Sachverhalt: Schenkungsanzeige in 2014 – Erklärungseinreichung 2015 – Steuerbescheid 2019
Der entscheidungsrelevante Sachverhalt verhielt sich folgendermaßen:
- Der Kläger ist alleiniger Gesellschafter einer Immobilienverwaltungsgesellschaft (GmbH).
- Der Kläger erhielt im September 2014 von seiner Mutter einen Geldbetrag i.H.v. 4 Mio. EUR mit der Auflage, den zugewandten Geldbetrag nach Abzug der voraussichtlich fälligen Schenkungsteuer als Eigenkapital in die GmbH einzubringen, damit diese ein bebautes Grundstück erwirbt.
- Ein bebautes Grundstück wurde durch die GmbH erworben und der Kaufpreis wurde am 30.12.2014 gezahlt. Der Kläger hatte zuvor einen Betrag von 3,7 Mio. EUR auf das Konto der GmbH eingezahlt und 300.000 EUR zur Begleichung der Schenkungsteuer zurückbehalten.
- Der Kläger zeigte die Schenkung im Dezember 2014 beim Finanzamt an und ging von einer „mittelbaren Anteilsschenkung“ aus. Zugleich erklärte er eine Vorschenkung i.H.v. 400.000 EUR.
- Anfang 2015 reichte der Kläger die vom Finanzamt angeforderte Schenkungsteuererklärung ein. Der Erklärung war eine Anlage zur "Grundbesitzbewertung" beigefügt, wonach der Grundbesitzwert für das von der GmbH erworbene Grundstück mit rd. 1,5 Mio. EUR ermittelt wurde.
- Das Finanzamt setzte die Schenkungsteuer entsprechend unter Vorbehalt der Nachprüfung fest.
- Im März 2019 teilte das Finanzamt dem Kläger mit, dass der ursprüngliche Schenkungsteuerbescheid wegen fehlender inhaltlicher Bestimmtheit nichtig sei.
- Im August 2019 wurde eine erneute Schenkungsteuererklärung eingereicht. Dabei wird eine weitere Geldschenkung in Höhe von 300.000 EUR angezeigt. Diese bezieht sich auf den Teil der Barschenkung der Mutter, die für die Zahlung der Schenkungsteuer zurückbehalten wurde.
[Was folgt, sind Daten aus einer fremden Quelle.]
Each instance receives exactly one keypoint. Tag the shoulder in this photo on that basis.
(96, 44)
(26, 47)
- Das Finanzamt setzte entsprechend Schenkungsteuer Ende 2019 unter dem Vorbehalt der Nachprüfung fest. Hiergegen legte der Kläger Einspruch ein.
- Das Finanzamt änderte Anfang 2020 den angefochtenen Bescheid und berücksichtigte einen vom Betriebsstättenfinanzamt der GmbH auf den 31.12.2014 festgestellten Grundbesitzwert.
Im Einspruchsverfahren machte der Kläger geltend, aufgrund der im Jahr 2014 erfolgten Anzeige der Schenkung sei bei Erlass des Schenkungsteuerbescheides 2019 bereits Festsetzungsverjährung eingetreten. Dem folgte das Finanzamt nicht.
Das FG Münster verneinte den Eintritt der Festsetzungsverjährung (FG Münster, v. 24.11.2022, 3 K 3384/20 Erb).
Entscheidung: Keine Festsetzungsverjährung eingetreten
Der BFH hat die Revision als unbegründet zurückgewiesen. Der BFH begründet dies im Wesentlichen wie folgt:
- Die vierjährige Festsetzungsfrist beginnt grundsätzlich mit Ablauf des Kalenderjahres, in dem die Steuer entstanden ist (§ 170 Abs. 1 Alt. 1 AO). Bei einer Schenkung unter Lebenden entsteht die Schenkungsteuer mit dem Zeitpunkt der Ausführung der Zuwendung (§ 9 Abs. 1 Nr. 2 ErbStG).
- Abweichend davon beginnt die Festsetzungsfrist erst dann, wenn eine Steuererklärung einzureichen oder eine Anzeige zu erstatten ist, mit Ablauf des Kalenderjahres, indem die Erklärung, die Anmeldung oder die Anzeige eingereicht beziehungsweise erstattet wird, spätestens jedoch mit Ablauf des dritten Kalenderjahres, das auf das Kalenderjahr folgt, in dem die Steuer entstanden ist.
- Zwar wird nach dem Wortlaut des § 170 Abs. 2 Satz 1 Nr. 1 AO die Anlaufhemmung alternativ durch die Einreichung der Steuererklärung beziehungsweise Steueranmeldung oder durch die Erstattung der Anzeige beendet.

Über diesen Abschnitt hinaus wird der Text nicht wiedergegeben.